В глазах Беляева мелькнула алчность. Награды, отличия, продвижение по службе, вот что действительно его волновало.
— Хм… — протянул он, разглядывая чертежи с новым интересом. — А сколько времени потребуется на эти усовершенствования?
— Начать можно с одной палаты, ваше высокоблагородие. В качестве опыта. Если результаты окажутся хорошими, распространим на весь госпиталь. А если нет… — я пожал плечами, — просто вернем все как было.
— И много ли это будет стоить?
— Самые простые материалы. Доски, жесть для воздуховодов… Работать могут выздоравливающие солдаты, им полезно будет двигаться.
Беляев долго молчал, изучая схемы. Наконец произнес:
— Хорошо. Попробуем в третьей палате, там больные не слишком тяжелые. Но с условием. При первых признаках ухудшения все прекращаем. И никому ни слова о том, чья это была идея, пока не увидим результаты.

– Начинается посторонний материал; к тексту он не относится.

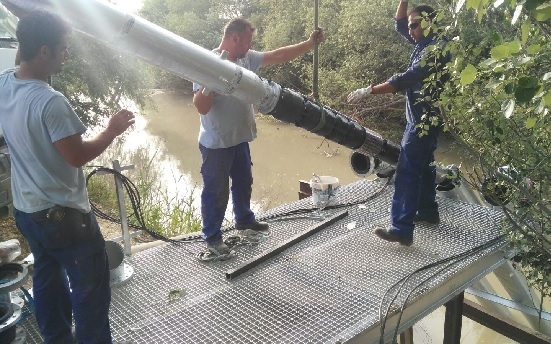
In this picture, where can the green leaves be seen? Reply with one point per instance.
(468, 75)
(526, 88)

— Конечно, ваше высокоблагородие, — поклонился я. — Буду крайне осторожен.
— И еще одно условие, — добавил главный лекарь, пристально глядя на меня. — Работы будете вести под наблюдением доктора Струве. Он человек толковый, немецкая аккуратность. Проследит, чтобы не наделали глупостей.
— Слушаюсь!
Выходя из кабинета, я едва сдерживал улыбку. Первый шаг сделан. Теперь главное не подвести и действительно добиться улучшений. Иначе о дальнейших экспериментах можно забыть навсегда.